Consider a table transactions which has two JSONB fields outputs and inputs. The question is how can one rewrite this query using a WITH clause?

-- Note: This query will process 111.85 MB when run.
SELECT
    transactions.hash AS CREATED_TX_HASH,
    transactions.block_number AS CREATED_BLOCK_ID,
    transactions.block_timestamp AS CREATED_BLOCK_TIME,
    outputs.index AS CREATED_INDEX,
    outputs.value / 1e8 AS OUTPUT_VALUE_BTC,
    transactions.hash AS SPENT_CREATED_TX_HASH,
    transactions.block_number AS SPENDING_BLOCK_ID,
    transactions.block_timestamp AS SPENDING_BLOCK_TIME,
    inputs.index AS SPENT_CREATED_INDEX,
    inputs.spent_transaction_hash as SPENDING_TX_HASH,
    inputs.spent_output_index AS SPENDING_INDEX,
    inputs.value / 1e8 AS INPUT_VALUE_BTC
FROM `bigquery-public-data.crypto_bitcoin.transactions` as transactions
CROSS JOIN
    transactions.outputs as outputs
CROSS JOIN
    transactions.inputs as inputs
-- FROM `bigquery-public-data.crypto_bitcoin.transactions` as transactions,
--     transactions.outputs as outputs,
--     transactions.inputs as inputs   
WHERE transactions.block_timestamp_month < '2009-02-01' 
ORDER BY 3

What I need is to create CTEs in order to keep temporary result sets as below:

WITH outputs AS (
  SELECT
      transactions.hash AS CREATED_TX_HASH,
      transactions.block_number AS CREATED_BLOCK_ID,
      transactions.block_timestamp AS CREATED_BLOCK_TIME,
      outputs.index AS CREATED_INDEX,
      outputs.value / 1e8 AS OUTPUT_VALUE_BTC
  FROM `bigquery-public-data.crypto_bitcoin.transactions` as transactions,
      transactions.outputs as outputs
  WHERE transactions.block_timestamp_month < '2009-02-01'  

), inputs AS (

  SELECT
    transactions.hash AS SPENT_CREATED_TX_HASH,
    transactions.block_number AS SPENDING_BLOCK_ID,
    transactions.block_timestamp AS SPENDING_BLOCK_TIME,
    inputs.index AS SPENT_CREATED_INDEX,
    inputs.spent_transaction_hash as SPENDING_TX_HASH,
    inputs.spent_output_index AS SPENDING_INDEX,
    inputs.value / 1e8 AS INPUT_VALUE_BTC
  FROM `bigquery-public-data.crypto_bitcoin.transactions` as transactions,
      transactions.inputs as inputs
  WHERE transactions.block_timestamp_month < '2009-02-01'
)

But I do not know which SELECT statement on these two CTEs produces the same result as the original query above.


Solution

  • You'll need to join them by the CREATED_BLOCK_ID and the SPENDING_BLOCK_ID, Additionally I used the ROW_NUMBER statement to avoid duplicated values.

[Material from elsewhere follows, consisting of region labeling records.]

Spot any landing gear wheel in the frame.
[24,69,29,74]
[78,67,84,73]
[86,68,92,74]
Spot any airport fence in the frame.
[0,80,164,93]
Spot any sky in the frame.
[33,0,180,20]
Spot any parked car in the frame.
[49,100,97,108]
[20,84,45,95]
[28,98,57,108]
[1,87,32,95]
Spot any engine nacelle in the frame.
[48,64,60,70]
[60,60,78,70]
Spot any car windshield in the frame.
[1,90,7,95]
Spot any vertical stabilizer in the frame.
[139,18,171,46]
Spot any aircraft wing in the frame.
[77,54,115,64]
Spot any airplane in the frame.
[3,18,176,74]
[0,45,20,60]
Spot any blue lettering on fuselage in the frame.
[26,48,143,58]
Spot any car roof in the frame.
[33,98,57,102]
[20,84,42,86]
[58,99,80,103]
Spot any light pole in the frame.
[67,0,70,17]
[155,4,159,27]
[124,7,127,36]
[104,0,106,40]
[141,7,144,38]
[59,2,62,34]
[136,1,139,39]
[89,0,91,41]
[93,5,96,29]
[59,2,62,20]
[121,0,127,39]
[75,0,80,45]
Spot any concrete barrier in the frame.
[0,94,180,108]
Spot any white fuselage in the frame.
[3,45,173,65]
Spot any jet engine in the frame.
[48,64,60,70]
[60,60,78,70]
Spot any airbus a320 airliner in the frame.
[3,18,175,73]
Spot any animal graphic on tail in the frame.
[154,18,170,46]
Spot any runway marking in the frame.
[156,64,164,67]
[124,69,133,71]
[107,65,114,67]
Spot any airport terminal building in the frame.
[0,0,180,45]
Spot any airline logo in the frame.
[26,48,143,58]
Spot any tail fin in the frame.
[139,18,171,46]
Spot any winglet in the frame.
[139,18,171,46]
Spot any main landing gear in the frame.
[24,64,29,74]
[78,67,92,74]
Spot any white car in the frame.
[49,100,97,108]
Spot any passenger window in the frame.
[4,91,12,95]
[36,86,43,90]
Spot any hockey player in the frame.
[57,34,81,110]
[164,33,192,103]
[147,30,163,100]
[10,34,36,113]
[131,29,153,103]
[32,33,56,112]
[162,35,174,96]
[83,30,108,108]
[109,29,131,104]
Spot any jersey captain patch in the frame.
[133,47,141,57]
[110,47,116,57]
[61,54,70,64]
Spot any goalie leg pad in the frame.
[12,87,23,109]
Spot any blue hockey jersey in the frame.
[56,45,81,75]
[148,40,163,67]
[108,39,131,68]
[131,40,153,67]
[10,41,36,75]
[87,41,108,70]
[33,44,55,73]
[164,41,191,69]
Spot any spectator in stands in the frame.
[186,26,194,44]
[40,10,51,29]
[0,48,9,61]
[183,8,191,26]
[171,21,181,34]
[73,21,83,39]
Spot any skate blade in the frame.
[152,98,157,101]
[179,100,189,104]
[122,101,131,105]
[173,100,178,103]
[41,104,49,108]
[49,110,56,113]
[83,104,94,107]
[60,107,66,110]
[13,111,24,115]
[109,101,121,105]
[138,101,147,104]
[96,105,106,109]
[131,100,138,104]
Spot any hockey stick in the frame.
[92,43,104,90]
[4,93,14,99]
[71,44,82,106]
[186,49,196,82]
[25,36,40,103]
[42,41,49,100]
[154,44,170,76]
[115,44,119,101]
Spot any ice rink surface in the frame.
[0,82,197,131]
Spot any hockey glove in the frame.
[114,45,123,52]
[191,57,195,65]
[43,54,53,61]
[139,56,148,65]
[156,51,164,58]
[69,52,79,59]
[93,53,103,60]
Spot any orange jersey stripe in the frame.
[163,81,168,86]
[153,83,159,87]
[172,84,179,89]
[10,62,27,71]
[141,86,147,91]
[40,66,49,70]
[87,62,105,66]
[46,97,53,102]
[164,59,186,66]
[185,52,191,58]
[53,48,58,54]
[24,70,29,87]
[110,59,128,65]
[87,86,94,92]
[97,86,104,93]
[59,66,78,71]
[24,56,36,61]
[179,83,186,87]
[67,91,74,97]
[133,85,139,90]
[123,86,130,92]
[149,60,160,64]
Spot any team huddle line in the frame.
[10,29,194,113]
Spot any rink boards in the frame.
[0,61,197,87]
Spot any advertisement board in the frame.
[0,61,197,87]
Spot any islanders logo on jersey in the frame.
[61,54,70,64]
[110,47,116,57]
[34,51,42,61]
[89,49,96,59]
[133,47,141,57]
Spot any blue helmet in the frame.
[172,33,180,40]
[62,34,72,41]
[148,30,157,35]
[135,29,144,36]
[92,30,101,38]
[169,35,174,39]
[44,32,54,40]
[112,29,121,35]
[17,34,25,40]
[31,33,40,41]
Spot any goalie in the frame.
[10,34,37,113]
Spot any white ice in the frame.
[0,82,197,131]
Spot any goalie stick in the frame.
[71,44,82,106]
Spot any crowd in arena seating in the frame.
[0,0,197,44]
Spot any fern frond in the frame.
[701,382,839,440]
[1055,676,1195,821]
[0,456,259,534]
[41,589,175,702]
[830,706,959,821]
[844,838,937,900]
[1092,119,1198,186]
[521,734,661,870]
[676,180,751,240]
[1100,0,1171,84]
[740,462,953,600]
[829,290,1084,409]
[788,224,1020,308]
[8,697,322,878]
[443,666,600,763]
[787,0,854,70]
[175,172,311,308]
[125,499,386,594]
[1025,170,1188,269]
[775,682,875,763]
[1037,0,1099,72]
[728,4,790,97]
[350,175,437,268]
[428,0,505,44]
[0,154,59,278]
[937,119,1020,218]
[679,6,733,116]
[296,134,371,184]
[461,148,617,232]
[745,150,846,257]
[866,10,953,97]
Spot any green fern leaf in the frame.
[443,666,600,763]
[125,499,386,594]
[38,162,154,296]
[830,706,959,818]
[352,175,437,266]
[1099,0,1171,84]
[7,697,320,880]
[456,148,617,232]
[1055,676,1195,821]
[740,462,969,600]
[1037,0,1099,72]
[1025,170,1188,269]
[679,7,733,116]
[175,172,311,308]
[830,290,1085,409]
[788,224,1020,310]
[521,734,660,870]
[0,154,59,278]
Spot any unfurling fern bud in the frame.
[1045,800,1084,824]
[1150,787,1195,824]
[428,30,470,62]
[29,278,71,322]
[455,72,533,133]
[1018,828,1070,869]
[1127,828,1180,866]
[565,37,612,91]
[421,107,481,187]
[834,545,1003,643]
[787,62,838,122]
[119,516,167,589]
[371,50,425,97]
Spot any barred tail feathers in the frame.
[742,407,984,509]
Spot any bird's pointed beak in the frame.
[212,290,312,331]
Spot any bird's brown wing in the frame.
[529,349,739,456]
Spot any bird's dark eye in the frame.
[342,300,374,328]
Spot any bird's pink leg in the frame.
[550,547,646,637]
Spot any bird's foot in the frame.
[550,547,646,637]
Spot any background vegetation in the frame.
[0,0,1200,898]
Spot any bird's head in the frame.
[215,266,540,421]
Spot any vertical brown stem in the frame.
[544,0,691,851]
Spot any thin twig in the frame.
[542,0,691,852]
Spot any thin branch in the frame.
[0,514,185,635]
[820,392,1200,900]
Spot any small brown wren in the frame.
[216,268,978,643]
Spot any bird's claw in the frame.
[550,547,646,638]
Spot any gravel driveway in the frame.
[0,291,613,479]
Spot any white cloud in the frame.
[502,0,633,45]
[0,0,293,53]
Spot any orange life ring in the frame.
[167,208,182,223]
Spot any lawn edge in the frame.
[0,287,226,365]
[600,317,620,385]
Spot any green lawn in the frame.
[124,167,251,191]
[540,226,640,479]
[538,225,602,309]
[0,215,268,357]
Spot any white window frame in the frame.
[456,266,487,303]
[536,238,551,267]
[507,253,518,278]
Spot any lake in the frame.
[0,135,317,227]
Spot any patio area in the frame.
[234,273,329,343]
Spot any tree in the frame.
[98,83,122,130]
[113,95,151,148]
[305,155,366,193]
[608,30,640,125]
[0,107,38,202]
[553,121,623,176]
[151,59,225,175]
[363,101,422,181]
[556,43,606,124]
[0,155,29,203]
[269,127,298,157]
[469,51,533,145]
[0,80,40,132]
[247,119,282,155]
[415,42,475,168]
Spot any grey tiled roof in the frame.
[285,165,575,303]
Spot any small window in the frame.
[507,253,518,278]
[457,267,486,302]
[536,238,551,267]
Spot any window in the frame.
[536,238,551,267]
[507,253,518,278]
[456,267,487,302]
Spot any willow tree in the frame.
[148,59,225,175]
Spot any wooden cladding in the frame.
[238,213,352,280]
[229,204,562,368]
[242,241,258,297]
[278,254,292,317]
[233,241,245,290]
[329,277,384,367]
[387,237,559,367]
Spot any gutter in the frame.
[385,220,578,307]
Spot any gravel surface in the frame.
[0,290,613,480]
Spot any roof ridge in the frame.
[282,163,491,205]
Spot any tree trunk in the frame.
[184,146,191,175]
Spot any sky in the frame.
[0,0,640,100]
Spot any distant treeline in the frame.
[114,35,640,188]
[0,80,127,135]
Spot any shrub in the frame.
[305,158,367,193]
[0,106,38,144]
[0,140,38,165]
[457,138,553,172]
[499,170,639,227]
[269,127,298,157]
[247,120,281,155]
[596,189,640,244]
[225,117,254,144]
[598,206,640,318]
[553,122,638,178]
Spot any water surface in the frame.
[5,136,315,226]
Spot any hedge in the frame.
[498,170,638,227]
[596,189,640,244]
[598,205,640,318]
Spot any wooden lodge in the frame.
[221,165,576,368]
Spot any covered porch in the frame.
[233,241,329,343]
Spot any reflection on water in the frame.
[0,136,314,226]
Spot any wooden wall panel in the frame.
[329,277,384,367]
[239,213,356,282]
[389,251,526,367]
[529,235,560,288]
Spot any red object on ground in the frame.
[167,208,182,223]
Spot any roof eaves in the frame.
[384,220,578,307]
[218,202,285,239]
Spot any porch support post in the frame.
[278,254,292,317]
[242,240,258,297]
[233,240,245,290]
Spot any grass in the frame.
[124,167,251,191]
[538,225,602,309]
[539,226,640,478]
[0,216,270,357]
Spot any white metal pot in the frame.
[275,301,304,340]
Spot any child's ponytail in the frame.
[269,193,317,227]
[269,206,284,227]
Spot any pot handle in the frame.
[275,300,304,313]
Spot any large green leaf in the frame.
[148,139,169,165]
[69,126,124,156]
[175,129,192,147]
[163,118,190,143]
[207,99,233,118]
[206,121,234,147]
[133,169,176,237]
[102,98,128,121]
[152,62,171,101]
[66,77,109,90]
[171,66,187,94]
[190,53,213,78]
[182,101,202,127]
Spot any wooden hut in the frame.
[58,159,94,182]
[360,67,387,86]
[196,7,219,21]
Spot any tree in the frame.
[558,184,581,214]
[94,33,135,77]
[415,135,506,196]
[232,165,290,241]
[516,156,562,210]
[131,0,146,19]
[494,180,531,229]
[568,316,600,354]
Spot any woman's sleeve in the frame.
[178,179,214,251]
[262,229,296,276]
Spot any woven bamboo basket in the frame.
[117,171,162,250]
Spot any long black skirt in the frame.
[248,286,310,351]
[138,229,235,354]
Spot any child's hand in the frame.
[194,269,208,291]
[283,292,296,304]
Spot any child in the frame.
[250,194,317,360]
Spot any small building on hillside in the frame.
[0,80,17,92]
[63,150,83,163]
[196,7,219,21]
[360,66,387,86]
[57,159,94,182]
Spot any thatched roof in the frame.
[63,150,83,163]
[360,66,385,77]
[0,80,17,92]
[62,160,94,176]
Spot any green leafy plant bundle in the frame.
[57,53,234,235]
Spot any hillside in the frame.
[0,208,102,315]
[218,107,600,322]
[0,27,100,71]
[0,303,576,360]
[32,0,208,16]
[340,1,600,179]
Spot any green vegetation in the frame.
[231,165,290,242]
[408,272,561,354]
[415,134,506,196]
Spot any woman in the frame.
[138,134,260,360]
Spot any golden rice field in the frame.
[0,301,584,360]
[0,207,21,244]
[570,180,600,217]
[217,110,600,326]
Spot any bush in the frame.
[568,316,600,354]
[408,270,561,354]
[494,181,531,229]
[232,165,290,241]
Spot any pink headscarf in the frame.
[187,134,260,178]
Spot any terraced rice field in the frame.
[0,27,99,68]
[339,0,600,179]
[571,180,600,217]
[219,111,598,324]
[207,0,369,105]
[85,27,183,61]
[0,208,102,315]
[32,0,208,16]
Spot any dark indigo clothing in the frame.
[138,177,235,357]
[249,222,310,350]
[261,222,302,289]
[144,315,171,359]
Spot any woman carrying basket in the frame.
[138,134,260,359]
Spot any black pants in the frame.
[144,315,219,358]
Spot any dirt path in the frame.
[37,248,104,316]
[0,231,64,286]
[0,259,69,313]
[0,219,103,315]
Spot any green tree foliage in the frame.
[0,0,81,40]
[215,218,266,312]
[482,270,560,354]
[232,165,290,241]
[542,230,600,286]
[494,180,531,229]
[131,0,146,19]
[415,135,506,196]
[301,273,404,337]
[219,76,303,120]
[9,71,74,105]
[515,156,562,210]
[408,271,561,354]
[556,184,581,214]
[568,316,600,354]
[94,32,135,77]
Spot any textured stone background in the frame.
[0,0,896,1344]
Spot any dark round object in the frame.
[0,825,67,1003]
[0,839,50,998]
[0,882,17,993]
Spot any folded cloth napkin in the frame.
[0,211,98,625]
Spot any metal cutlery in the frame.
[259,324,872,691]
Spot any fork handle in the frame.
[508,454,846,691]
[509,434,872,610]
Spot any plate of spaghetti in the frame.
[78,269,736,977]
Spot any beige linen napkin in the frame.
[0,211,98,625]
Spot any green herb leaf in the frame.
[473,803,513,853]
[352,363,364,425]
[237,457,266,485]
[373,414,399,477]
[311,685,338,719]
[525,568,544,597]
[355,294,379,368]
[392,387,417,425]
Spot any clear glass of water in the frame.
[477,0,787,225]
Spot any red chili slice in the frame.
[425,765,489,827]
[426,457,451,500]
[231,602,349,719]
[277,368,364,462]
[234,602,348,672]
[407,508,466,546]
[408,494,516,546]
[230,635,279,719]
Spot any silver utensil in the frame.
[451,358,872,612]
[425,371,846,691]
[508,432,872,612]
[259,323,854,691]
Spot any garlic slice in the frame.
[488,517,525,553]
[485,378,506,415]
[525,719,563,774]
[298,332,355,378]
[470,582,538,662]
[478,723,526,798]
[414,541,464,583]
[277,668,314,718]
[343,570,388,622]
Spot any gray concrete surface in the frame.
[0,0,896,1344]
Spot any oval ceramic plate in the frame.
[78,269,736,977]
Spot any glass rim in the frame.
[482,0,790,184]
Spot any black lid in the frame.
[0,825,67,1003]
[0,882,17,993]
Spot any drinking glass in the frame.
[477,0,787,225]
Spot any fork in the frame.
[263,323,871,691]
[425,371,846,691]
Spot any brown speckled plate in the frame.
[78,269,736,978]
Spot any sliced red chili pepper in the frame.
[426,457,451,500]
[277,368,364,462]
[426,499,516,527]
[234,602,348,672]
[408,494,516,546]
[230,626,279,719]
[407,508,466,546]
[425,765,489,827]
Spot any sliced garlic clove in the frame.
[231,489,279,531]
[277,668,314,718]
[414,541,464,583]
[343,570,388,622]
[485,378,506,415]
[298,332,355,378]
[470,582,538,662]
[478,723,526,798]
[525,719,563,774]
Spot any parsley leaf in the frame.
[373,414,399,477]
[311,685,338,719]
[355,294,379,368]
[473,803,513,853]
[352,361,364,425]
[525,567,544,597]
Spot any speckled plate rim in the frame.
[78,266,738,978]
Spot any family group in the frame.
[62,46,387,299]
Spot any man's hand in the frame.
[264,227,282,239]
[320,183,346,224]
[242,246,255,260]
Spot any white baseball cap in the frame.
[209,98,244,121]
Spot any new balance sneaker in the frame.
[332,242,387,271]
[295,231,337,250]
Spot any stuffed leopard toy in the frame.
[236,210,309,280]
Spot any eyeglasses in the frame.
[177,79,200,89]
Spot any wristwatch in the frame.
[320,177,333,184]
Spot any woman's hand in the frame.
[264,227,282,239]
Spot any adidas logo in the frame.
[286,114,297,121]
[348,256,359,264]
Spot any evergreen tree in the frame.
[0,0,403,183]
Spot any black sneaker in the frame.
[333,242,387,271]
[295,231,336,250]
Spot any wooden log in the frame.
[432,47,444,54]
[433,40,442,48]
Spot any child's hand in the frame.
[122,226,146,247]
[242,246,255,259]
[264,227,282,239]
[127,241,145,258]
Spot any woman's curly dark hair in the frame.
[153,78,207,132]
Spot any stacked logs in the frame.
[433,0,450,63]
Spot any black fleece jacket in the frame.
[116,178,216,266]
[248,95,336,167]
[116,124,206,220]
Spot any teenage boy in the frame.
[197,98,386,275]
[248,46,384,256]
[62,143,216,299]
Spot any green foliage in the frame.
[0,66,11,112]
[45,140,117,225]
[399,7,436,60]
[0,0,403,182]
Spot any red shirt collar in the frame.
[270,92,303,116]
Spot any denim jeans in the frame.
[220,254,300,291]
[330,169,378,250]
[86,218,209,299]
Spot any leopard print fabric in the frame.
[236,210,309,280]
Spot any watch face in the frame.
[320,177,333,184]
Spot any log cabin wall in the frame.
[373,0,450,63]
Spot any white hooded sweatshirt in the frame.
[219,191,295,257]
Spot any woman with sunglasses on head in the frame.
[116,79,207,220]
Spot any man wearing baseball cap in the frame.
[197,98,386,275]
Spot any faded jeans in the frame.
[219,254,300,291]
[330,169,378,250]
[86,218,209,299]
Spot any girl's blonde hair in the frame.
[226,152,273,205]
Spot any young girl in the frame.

    Below Query should work fine for you:

        WITH outputs AS (
      SELECT
          transactions.hash AS CREATED_TX_HASH,
          transactions.block_number AS CREATED_BLOCK_ID,
          transactions.block_timestamp AS CREATED_BLOCK_TIME,
          outputs.index AS CREATED_INDEX,
          outputs.value / 1e8 AS OUTPUT_VALUE_BTC
      FROM `bigquery-public-data.crypto_bitcoin.transactions` as transactions,
          transactions.outputs as outputs
      WHERE transactions.block_timestamp_month < '2009-02-01'  
    
    ), inputs AS (
    
      SELECT
        transactions.hash AS SPENT_CREATED_TX_HASH,
        transactions.block_number AS SPENDING_BLOCK_ID,
        transactions.block_timestamp AS SPENDING_BLOCK_TIME,
        inputs.index AS SPENT_CREATED_INDEX,
        inputs.spent_transaction_hash as SPENDING_TX_HASH,
        inputs.spent_output_index AS SPENDING_INDEX,
        inputs.value / 1e8 AS INPUT_VALUE_BTC
      FROM `bigquery-public-data.crypto_bitcoin.transactions` as transactions,
          transactions.inputs as inputs
      WHERE transactions.block_timestamp_month < '2009-02-01'
    )
    SELECT * from 
    (
      SELECT * , 
      ROW_NUMBER() OVER(PARTITION BY CREATED_BLOCK_ID, CREATED_INDEX, SPENDING_BLOCK_ID, SPENT_CREATED_INDEX, CREATED_TX_HASH, SPENT_CREATED_TX_HASH
                        ORDER BY CREATED_BLOCK_TIME DESC) as last
       from outputs o join inputs i 
    on  o.CREATED_BLOCK_ID=SPENDING_BLOCK_ID 
    order by o.CREATED_BLOCK_ID, o.CREATED_BLOCK_TIME, o.CREATED_INDEX, o.CREATED_TX_HASH  
    )
    WHERE last = 1 AND CREATED_TX_HASH = SPENT_CREATED_TX_HASH
    

    The output looks like:

    enter image description here

    Finally I would recommend you to use the CROSS JOIN query since this function has a better performance than the use of subqueries using the WITH clause.